Several years ago, Deloitte’s Michael Raynor and Mumtaz Ahmed set out to identify the common, underlying ideologies and strategies that could be found in today’s most successful companies. After analyzing thousands of companies using return on assets (ROA) as the metric for stable performance, the duo identified, “three seemingly elementary rules” that seemed to differentiate the most successful companies from the rest of the pack.
While correlation does not imply causation, Raynor explained that “the rules can be applied to help today and tomorrow’s leaders increase the chances that their companies…will deliver decades of exceptional performance.” While managing current portfolio companies — or reviewing new investments — it is worthwhile to consider whether the companies abide by these basic rules.
Better Before Cheaper
In their analysis, Raynor and Ahmed learned that the most successful companies were those that were focused on outperforming the competition through quality — not price. Raynor explained, “Competitive positions built on greater differentiation through brand, style, or reliability are more likely to drive exceptional performance than positions built on lower prices.”
While a strategy focused on price differentiation may yield short-term dominance, it can often be unsustainable. If a portfolio company has gained market leadership through price differentiation, the superior position may be easily shaken with the introduction of new players or shifts in industry dynamics. While a company can adjust its prices, the key to successful execution is not “whether your prices are lower than they used to be but that they remain higher than your rivals’’,” explained Raynor.
Raynor cautioned, “We don’t mean to suggest that a company can afford to ignore its relative price position.” The findings simply suggest that “outstanding performance is caused by greater value and not by lower price.

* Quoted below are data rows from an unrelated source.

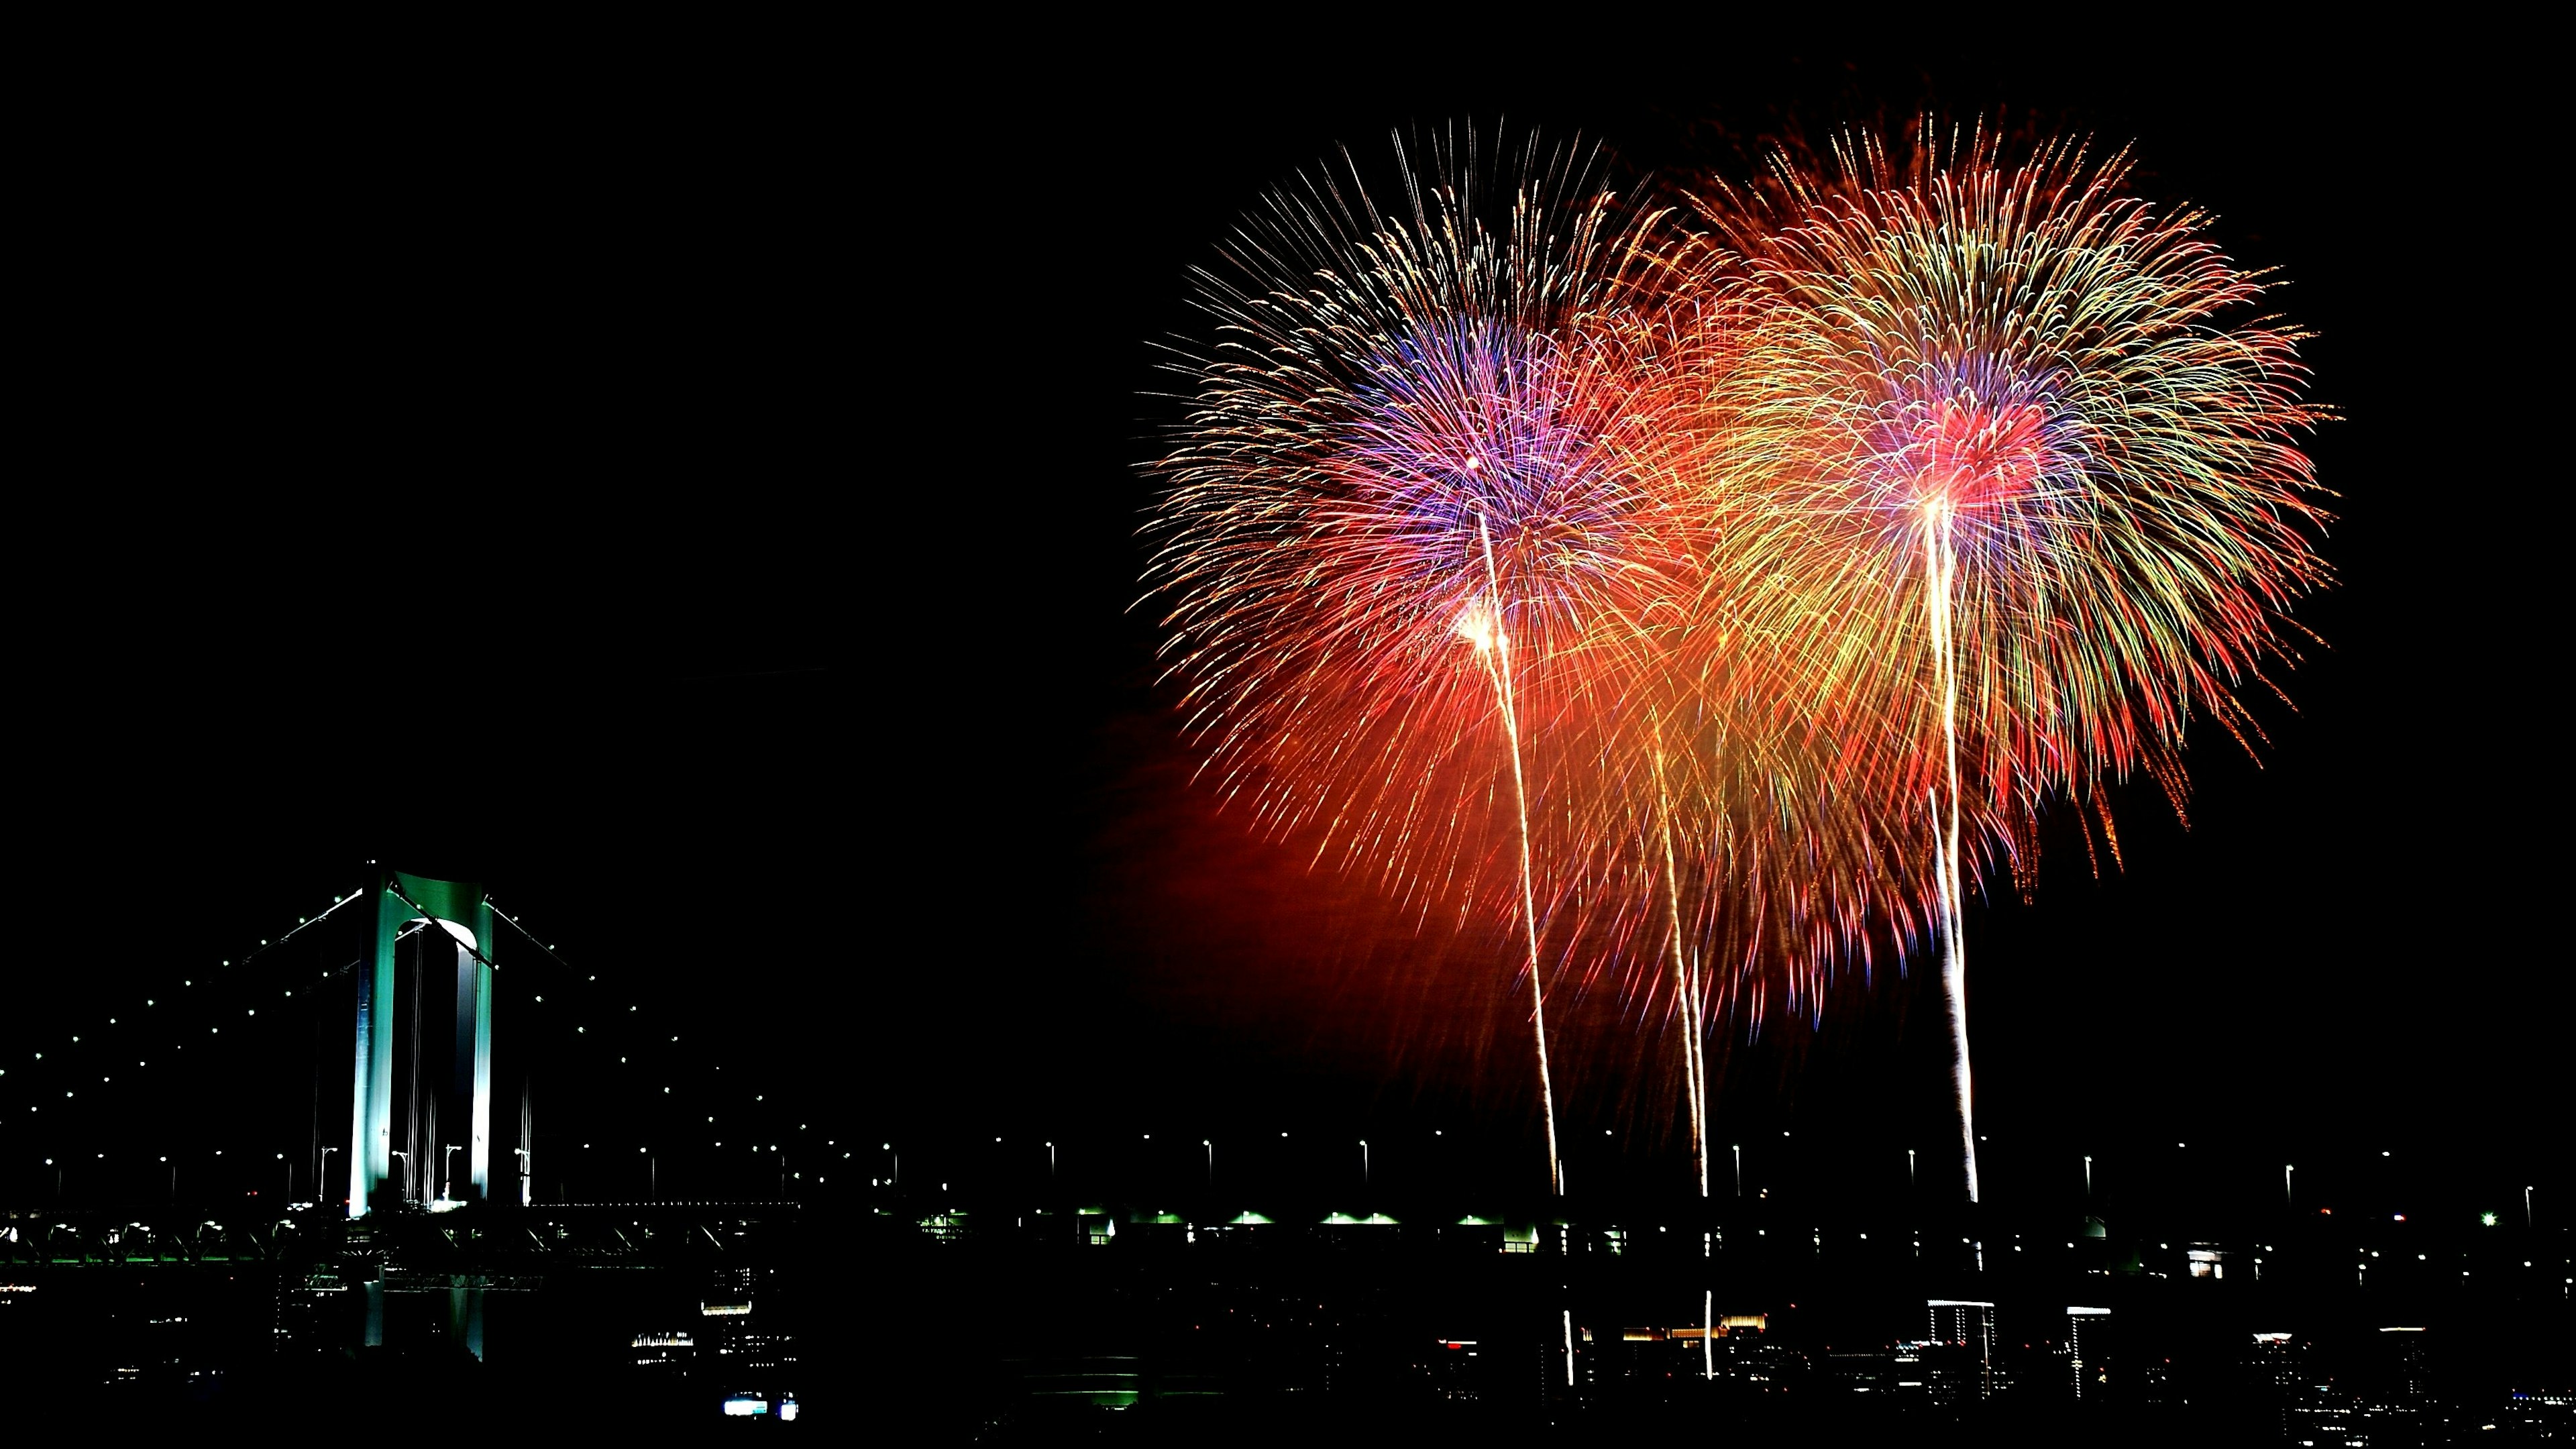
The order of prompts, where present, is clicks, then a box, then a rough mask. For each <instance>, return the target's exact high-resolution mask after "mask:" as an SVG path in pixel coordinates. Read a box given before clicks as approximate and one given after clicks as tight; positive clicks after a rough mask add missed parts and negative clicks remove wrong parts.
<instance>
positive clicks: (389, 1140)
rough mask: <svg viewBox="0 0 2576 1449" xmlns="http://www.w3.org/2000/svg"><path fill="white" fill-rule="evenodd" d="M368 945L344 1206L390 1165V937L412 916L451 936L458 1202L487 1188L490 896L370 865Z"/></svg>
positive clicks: (351, 1118) (360, 1205)
mask: <svg viewBox="0 0 2576 1449" xmlns="http://www.w3.org/2000/svg"><path fill="white" fill-rule="evenodd" d="M366 910H368V913H371V915H374V931H371V941H374V946H371V951H368V957H366V959H361V962H358V993H355V995H358V1029H355V1065H353V1078H350V1129H348V1132H350V1140H348V1214H350V1217H363V1214H366V1209H368V1207H371V1204H376V1201H379V1199H381V1194H384V1191H386V1183H389V1181H392V1165H394V944H397V938H399V936H402V928H404V926H407V923H412V920H425V923H433V926H438V928H440V931H446V936H448V938H451V941H453V944H456V1101H466V1104H469V1119H466V1132H469V1140H466V1142H464V1147H466V1160H469V1165H471V1176H469V1186H466V1194H464V1196H466V1201H482V1199H487V1196H489V1191H492V951H495V949H497V933H495V931H492V902H487V900H484V892H482V887H479V884H474V882H443V879H428V877H415V874H404V871H376V882H374V890H371V895H368V900H366Z"/></svg>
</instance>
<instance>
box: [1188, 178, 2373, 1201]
mask: <svg viewBox="0 0 2576 1449" xmlns="http://www.w3.org/2000/svg"><path fill="white" fill-rule="evenodd" d="M2128 165H2130V162H2128V157H2125V155H2117V157H2112V160H2110V162H2102V165H2094V162H2089V160H2087V157H2084V152H2081V150H2076V147H2063V144H2040V147H2035V150H2032V152H2030V155H2027V157H2025V160H2020V162H2007V160H2004V155H2002V144H1999V142H1994V137H1986V134H1984V131H1978V134H1976V137H1973V139H1968V142H1958V139H1953V142H1950V144H1947V147H1942V144H1940V142H1927V144H1922V147H1917V152H1914V155H1911V157H1909V160H1906V162H1896V160H1891V157H1888V152H1886V150H1883V147H1880V144H1878V142H1870V139H1850V142H1844V144H1839V147H1837V150H1834V155H1832V162H1829V165H1808V162H1798V160H1790V157H1783V160H1777V162H1775V168H1772V173H1770V178H1767V180H1765V183H1759V186H1754V188H1749V191H1734V188H1726V186H1723V183H1718V186H1716V188H1713V191H1710V193H1708V196H1705V199H1703V201H1700V222H1703V224H1705V229H1700V232H1690V229H1687V227H1674V224H1672V222H1669V219H1667V217H1664V214H1659V211H1649V209H1643V206H1638V204H1633V201H1628V199H1620V196H1613V193H1610V191H1605V188H1600V186H1595V180H1592V162H1589V160H1577V157H1574V155H1571V152H1540V150H1538V144H1535V142H1533V144H1530V147H1528V150H1525V152H1522V155H1520V170H1517V175H1515V178H1510V180H1507V186H1504V188H1502V191H1507V196H1510V206H1507V211H1510V219H1507V222H1502V224H1489V222H1486V201H1484V199H1481V193H1479V186H1481V183H1484V180H1481V178H1484V175H1486V173H1484V168H1481V165H1479V160H1476V155H1473V137H1468V142H1466V147H1463V157H1461V147H1458V142H1455V139H1445V142H1443V139H1435V144H1432V168H1430V170H1427V173H1425V170H1414V165H1412V160H1409V157H1404V147H1401V142H1399V168H1401V199H1404V209H1399V211H1381V209H1378V206H1376V201H1370V196H1368V188H1365V186H1360V183H1358V170H1355V168H1345V170H1347V175H1340V178H1332V175H1327V178H1306V180H1303V183H1301V188H1288V191H1283V193H1278V196H1273V199H1270V204H1267V209H1265V211H1260V214H1255V217H1252V219H1249V222H1247V224H1244V229H1242V232H1239V237H1236V242H1231V245H1229V248H1226V253H1224V255H1226V260H1229V266H1231V271H1229V273H1226V276H1218V273H1200V304H1203V307H1206V312H1208V315H1211V317H1213V320H1216V343H1213V348H1211V351H1206V353H1182V358H1180V364H1177V366H1175V371H1180V374H1182V376H1185V379H1188V384H1190V415H1188V423H1185V425H1182V431H1180V438H1177V446H1175V449H1172V454H1170V456H1167V459H1164V462H1162V464H1159V472H1162V474H1164V477H1167V482H1170V492H1167V495H1164V500H1162V505H1159V516H1157V521H1154V523H1151V531H1154V534H1157V539H1159V544H1157V554H1154V565H1151V580H1154V588H1157V590H1159V593H1164V596H1167V601H1170V611H1167V616H1164V621H1167V627H1170V642H1167V660H1170V668H1172V673H1175V676H1180V678H1185V681H1188V696H1185V701H1188V724H1190V735H1193V740H1198V743H1200V745H1203V748H1206V768H1208V773H1211V776H1213V779H1216V784H1218V786H1221V792H1224V794H1226V797H1242V799H1247V802H1249V810H1252V815H1255V820H1257V822H1260V825H1265V828H1267V830H1273V833H1311V835H1314V841H1316V851H1319V856H1324V853H1334V851H1337V853H1340V856H1342V859H1345V861H1350V864H1355V866H1363V869H1370V871H1373V874H1378V879H1381V882H1386V884H1388V887H1394V892H1396V895H1399V900H1404V902H1409V905H1419V908H1422V910H1425V915H1427V913H1430V910H1432V908H1435V905H1440V908H1443V910H1455V920H1461V923H1473V920H1489V923H1497V926H1499V923H1507V920H1512V918H1517V920H1520V931H1517V936H1520V946H1522V949H1520V951H1517V954H1520V957H1522V969H1525V972H1528V977H1530V993H1533V1011H1530V1021H1533V1036H1535V1047H1538V1052H1535V1057H1538V1085H1540V1093H1538V1096H1540V1109H1543V1116H1546V1129H1548V1158H1551V1183H1553V1186H1558V1189H1561V1186H1564V1168H1561V1160H1558V1155H1556V1091H1553V1088H1556V1080H1553V1078H1556V1065H1553V1062H1551V1039H1548V1006H1551V1000H1548V998H1551V995H1556V998H1558V1003H1564V1006H1569V1008H1571V1011H1577V1013H1579V1011H1582V1006H1584V995H1587V993H1592V990H1597V987H1610V990H1613V993H1615V995H1618V998H1623V1000H1631V1003H1643V1006H1646V1008H1654V1003H1656V1000H1662V993H1667V990H1669V1003H1672V1008H1669V1013H1672V1016H1677V1018H1680V1026H1682V1078H1685V1088H1682V1096H1685V1111H1687V1122H1690V1137H1692V1168H1695V1176H1698V1181H1700V1189H1703V1194H1705V1178H1708V1142H1705V1140H1708V1129H1710V1098H1708V1052H1705V1047H1708V1044H1705V1031H1708V1029H1710V1026H1713V1021H1716V1011H1718V1003H1726V1011H1728V1016H1731V1018H1741V1021H1744V1024H1747V1026H1749V1029H1757V1026H1759V1021H1762V1018H1765V1016H1767V1013H1770V1011H1775V1008H1785V1011H1795V1013H1801V1016H1808V1018H1811V1021H1816V1024H1821V1011H1824V998H1826V987H1829V982H1832V977H1834V972H1837V969H1842V967H1850V964H1857V967H1860V969H1862V972H1868V969H1870V967H1873V962H1878V959H1893V962H1899V964H1901V962H1904V959H1909V957H1911V954H1914V951H1922V949H1935V944H1937V951H1940V985H1942V1000H1945V1011H1947V1024H1950V1034H1953V1042H1950V1047H1953V1096H1955V1109H1958V1122H1960V1147H1963V1168H1965V1183H1968V1196H1971V1199H1973V1196H1976V1194H1978V1176H1976V1132H1973V1119H1971V1106H1973V1101H1971V1098H1973V1093H1971V1070H1968V1039H1965V959H1968V957H1965V928H1963V915H1965V895H1968V890H1971V887H1976V884H1978V882H1981V879H1984V874H1986V871H1989V866H1994V864H2007V866H2009V869H2012V871H2014V877H2017V879H2020V882H2025V890H2027V879H2030V877H2027V871H2030V859H2032V851H2035V817H2038V810H2040V807H2043V802H2048V799H2053V797H2066V799H2074V802H2076V807H2079V810H2092V812H2094V815H2099V825H2102V833H2105V841H2110V846H2112V861H2115V864H2117V833H2115V830H2112V822H2110V817H2107V812H2102V784H2105V781H2117V779H2123V776H2128V773H2130V771H2136V768H2146V771H2148V773H2151V776H2154V779H2156V781H2159V784H2161V786H2164V789H2166V794H2169V797H2172V799H2174V804H2177V810H2179V807H2182V799H2184V776H2182V768H2179V750H2182V743H2184V730H2187V724H2190V722H2192V719H2195V717H2197V719H2215V722H2218V724H2221V727H2226V730H2231V732H2233V735H2236V737H2239V740H2246V735H2251V732H2254V730H2251V719H2249V714H2246V709H2244V704H2241V701H2239V699H2236V694H2239V688H2241V686H2244V683H2246V681H2257V683H2262V686H2267V688H2269V683H2272V681H2269V678H2267V676H2264V668H2267V665H2269V663H2275V660H2280V663H2287V660H2293V655H2290V650H2287V647H2285V645H2282V639H2280V629H2277V627H2280V621H2282V619H2285V614H2287V606H2290V603H2293V601H2295V598H2298V596H2303V593H2308V590H2313V588H2321V585H2326V583H2329V578H2331V575H2329V570H2326V565H2324V562H2321V559H2318V557H2316V554H2313V549H2311V544H2308V534H2313V531H2316V529H2318V526H2321V523H2324V518H2326V516H2324V513H2321V511H2318V508H2316V503H2313V498H2316V492H2318V490H2316V482H2313V472H2311V464H2308V459H2306V456H2303V454H2300V451H2298V449H2295V436H2298V433H2300V431H2306V428H2308V425H2313V423H2316V420H2321V418H2324V413H2318V410H2313V407H2308V405H2306V402H2300V397H2298V392H2300V387H2303V382H2306V374H2303V369H2300V364H2298V356H2295V351H2298V343H2300V338H2303V335H2300V333H2295V330H2287V327H2282V325H2275V322H2269V320H2257V322H2246V325H2236V322H2228V320H2226V312H2231V309H2239V307H2246V304H2251V302H2257V299H2259V297H2262V278H2259V276H2251V273H2244V271H2236V268H2233V266H2231V263H2228V260H2226V258H2223V255H2221V253H2218V250H2215V248H2213V245H2210V242H2208V240H2205V224H2208V219H2205V217H2202V214H2197V211H2177V214H2159V211H2151V209H2148V206H2146V204H2143V201H2138V199H2133V196H2128V193H2125V191H2123V188H2125V178H2128ZM1461 634H1466V637H1468V639H1471V642H1476V645H1479V647H1476V650H1473V660H1466V657H1461V655H1463V650H1458V645H1455V642H1458V637H1461ZM1492 714H1499V719H1502V737H1504V743H1507V745H1510V750H1512V758H1510V766H1512V802H1510V810H1512V815H1515V820H1512V825H1510V828H1507V825H1504V822H1502V820H1499V810H1502V799H1499V771H1497V763H1494V758H1492V737H1494V735H1492V727H1489V717H1492ZM2249 748H2251V745H2249ZM1504 830H1510V841H1507V838H1504ZM2089 848H2092V838H2089V835H2087V851H2089ZM1507 856H1510V859H1507ZM1667 957H1669V964H1667ZM1515 977H1517V972H1515ZM1569 993H1571V995H1569ZM1569 1031H1574V1026H1566V1018H1564V1016H1561V1018H1558V1044H1566V1034H1569ZM1577 1042H1579V1036H1577ZM1574 1060H1579V1057H1574Z"/></svg>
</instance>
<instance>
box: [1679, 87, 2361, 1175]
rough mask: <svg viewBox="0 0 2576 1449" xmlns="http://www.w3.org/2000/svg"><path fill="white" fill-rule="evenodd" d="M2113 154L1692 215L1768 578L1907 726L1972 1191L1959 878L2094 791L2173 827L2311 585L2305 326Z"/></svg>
mask: <svg viewBox="0 0 2576 1449" xmlns="http://www.w3.org/2000/svg"><path fill="white" fill-rule="evenodd" d="M2128 165H2130V162H2128V157H2125V155H2117V157H2112V160H2110V162H2102V165H2094V162H2089V160H2087V157H2084V152H2081V150H2079V147H2066V144H2040V147H2035V150H2032V152H2030V157H2027V160H2020V162H2007V160H2004V155H2002V144H1999V142H1996V139H1994V137H1989V134H1984V131H1978V134H1976V137H1971V139H1965V142H1960V139H1958V137H1953V139H1950V144H1940V142H1937V139H1932V142H1924V144H1922V147H1917V152H1914V155H1911V157H1909V160H1906V162H1896V160H1891V157H1888V152H1886V150H1880V147H1878V144H1875V142H1868V139H1855V142H1844V144H1839V147H1837V150H1834V157H1832V162H1829V165H1821V168H1811V165H1803V162H1793V160H1790V157H1780V160H1777V162H1775V168H1772V175H1770V178H1767V183H1765V186H1757V188H1754V191H1749V193H1736V191H1728V188H1723V186H1721V188H1718V191H1721V196H1718V201H1716V204H1708V206H1703V211H1705V217H1708V219H1710V222H1713V224H1716V227H1718V229H1721V232H1723V235H1728V240H1731V242H1734V245H1736V248H1741V255H1744V258H1747V281H1749V286H1752V289H1754V291H1759V294H1762V299H1765V309H1762V312H1765V315H1762V327H1759V340H1757V343H1752V345H1749V351H1752V353H1759V356H1757V361H1752V364H1749V366H1747V369H1744V371H1741V374H1739V397H1736V402H1734V420H1736V423H1741V425H1744V433H1747V438H1752V443H1749V449H1747V451H1749V456H1754V459H1757V462H1759V469H1762V474H1765V477H1762V480H1759V485H1757V490H1759V492H1762V495H1765V498H1767V505H1770V508H1775V511H1777V513H1780V516H1783V518H1795V521H1801V523H1798V526H1803V529H1808V531H1811V536H1814V539H1816V541H1819V544H1821V549H1816V552H1801V554H1795V557H1793V559H1785V567H1788V570H1793V572H1798V575H1801V578H1803V583H1801V585H1798V588H1795V590H1793V593H1795V596H1801V598H1803V601H1808V603H1814V601H1824V598H1834V603H1829V606H1826V611H1829V614H1834V619H1839V621H1842V624H1844V627H1847V632H1850V642H1847V647H1844V655H1847V657H1852V660H1860V663H1862V668H1857V670H1855V673H1852V676H1850V681H1847V683H1850V686H1852V688H1855V691H1860V694H1868V696H1875V699H1878V701H1880V704H1878V709H1883V712H1886V717H1888V719H1896V722H1904V719H1906V717H1911V724H1901V727H1899V730H1896V732H1893V740H1911V743H1917V745H1914V758H1911V761H1906V758H1893V761H1888V768H1883V771H1880V789H1883V786H1893V794H1883V799H1886V802H1888V807H1880V812H1883V815H1888V817H1891V820H1893V817H1899V815H1896V812H1893V810H1891V807H1893V802H1901V799H1909V802H1911V807H1909V810H1911V812H1914V815H1917V817H1922V810H1924V802H1927V799H1929V851H1927V853H1929V856H1932V864H1935V882H1932V897H1935V905H1937V931H1940V951H1942V998H1945V1006H1947V1016H1950V1034H1953V1042H1950V1044H1953V1093H1955V1098H1958V1122H1960V1147H1963V1171H1965V1183H1968V1196H1971V1199H1973V1196H1976V1191H1978V1189H1976V1132H1973V1124H1971V1073H1968V1039H1965V938H1963V923H1960V918H1963V908H1965V887H1968V884H1971V879H1973V877H1976V874H1978V869H1976V866H1978V859H1991V856H1996V853H1999V856H2002V859H2007V861H2009V864H2012V866H2014V874H2017V877H2022V879H2025V882H2027V874H2025V871H2027V848H2030V841H2032V838H2035V835H2032V830H2030V822H2032V817H2035V812H2038V807H2040V802H2043V799H2048V797H2058V794H2063V797H2071V799H2076V802H2079V807H2081V804H2084V802H2092V804H2094V810H2097V812H2099V792H2097V781H2102V779H2112V781H2115V779H2120V776H2125V773H2128V771H2133V768H2141V766H2143V768H2146V771H2151V773H2154V776H2156V779H2159V784H2164V786H2166V792H2169V794H2172V797H2174V802H2177V810H2179V804H2182V776H2179V763H2177V755H2179V748H2182V740H2184V730H2187V724H2190V719H2195V717H2208V719H2215V722H2218V724H2221V727H2226V730H2231V732H2233V735H2236V737H2239V740H2246V735H2251V732H2254V730H2251V719H2249V714H2246V709H2244V704H2241V701H2239V699H2236V691H2239V686H2241V683H2246V681H2257V683H2264V686H2269V678H2264V663H2269V660H2290V657H2293V655H2290V652H2287V647H2285V645H2282V639H2280V632H2277V624H2280V619H2282V616H2285V611H2287V606H2290V601H2295V598H2298V596H2300V593H2308V590H2313V588H2321V585H2324V583H2329V578H2331V575H2329V570H2326V565H2324V562H2321V559H2318V557H2316V554H2313V549H2311V544H2308V534H2311V531H2313V529H2318V526H2321V523H2324V513H2321V511H2318V508H2316V503H2313V495H2316V492H2318V490H2316V482H2313V472H2311V464H2308V459H2306V454H2300V451H2298V449H2295V436H2298V433H2303V431H2306V428H2311V425H2313V423H2316V420H2321V418H2324V413H2318V410H2316V407H2308V405H2303V402H2300V400H2298V389H2300V384H2303V379H2306V371H2303V369H2300V364H2298V358H2295V345H2298V340H2300V338H2303V335H2300V333H2293V330H2285V327H2280V325H2275V322H2269V320H2257V322H2246V325H2231V322H2226V317H2223V312H2228V309H2236V307H2244V304H2251V302H2254V299H2257V297H2259V294H2262V281H2259V276H2249V273H2241V271H2236V268H2233V266H2231V263H2228V260H2226V258H2223V255H2221V253H2218V250H2215V248H2213V245H2210V242H2208V240H2205V227H2208V219H2205V217H2202V214H2197V211H2177V214H2156V211H2154V209H2148V206H2146V204H2143V201H2138V199H2136V196H2128V193H2123V186H2125V178H2128ZM1917 534H1919V536H1917ZM1906 575H1911V580H1909V578H1906ZM1906 593H1919V596H1922V601H1924V603H1922V606H1919V608H1906V606H1901V601H1904V596H1906ZM1909 634H1911V637H1909ZM2246 745H2249V748H2251V740H2246ZM1896 753H1899V755H1904V750H1896ZM2105 833H2110V822H2107V817H2105ZM2112 838H2115V835H2112Z"/></svg>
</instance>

Companies seeking sustained, exceptional profitability should pursue strategies that are consistent with this rule and avoid those that aren’t.” Raynor continued by explaining that the most successful companies, “rely much more on gross margins than on lower costs for their profitability advantage.”
Revenue Before Cost
The second major strategy that has helped guide certain companies to success is the philosophy of “Revenue Before Cost.” The focus on driving profitability through higher revenue — not lower costs — has proven to be a means for companies to achieve consistent excellence, despite micro- and macro-fluctuations.
Raynor explained, “Companies must not only create value but also capture it in the form of profits. By an overwhelming margin, exceptional companies garner superior profits by achieving higher revenue than their rivals, through either higher prices or greater volume.” He continued, “Very rarely is cost leadership a driver of superior profitability.”
While cutting costs can be helpful for growth, prioritizing cost efficiency can leave a company focused on its change over time — and not change relative to competition. As Raynor explained in his HBR podcast, “you don’t compete with yourself last year. You compete with your competition today. And so very frequently, organizations have to be more efficient to find ways to cut costs over time simply to stand still with respect to their competition.” If the focus is on cutting costs, especially over time, chances are the company will be stalled.
There Are No Other Rules
Raynor and Ahmed learned that there were no other overarching rules to predict long-term success. As a result, the third rule is do whatever it takes to satisfy rules one and two.
To help companies adopt these strategies, Raynor encourages them to first “get a clear picture of your company’s competitive position and profitability formula.” With this snapshot in mind, “The next time you find yourself having to allocate scarce resources among competing priorities, think about which initiatives will contribute most to enhancing the non-price elements of your position and which will allow you to charge higher prices or to sell in greater volume. Then give those the nod.”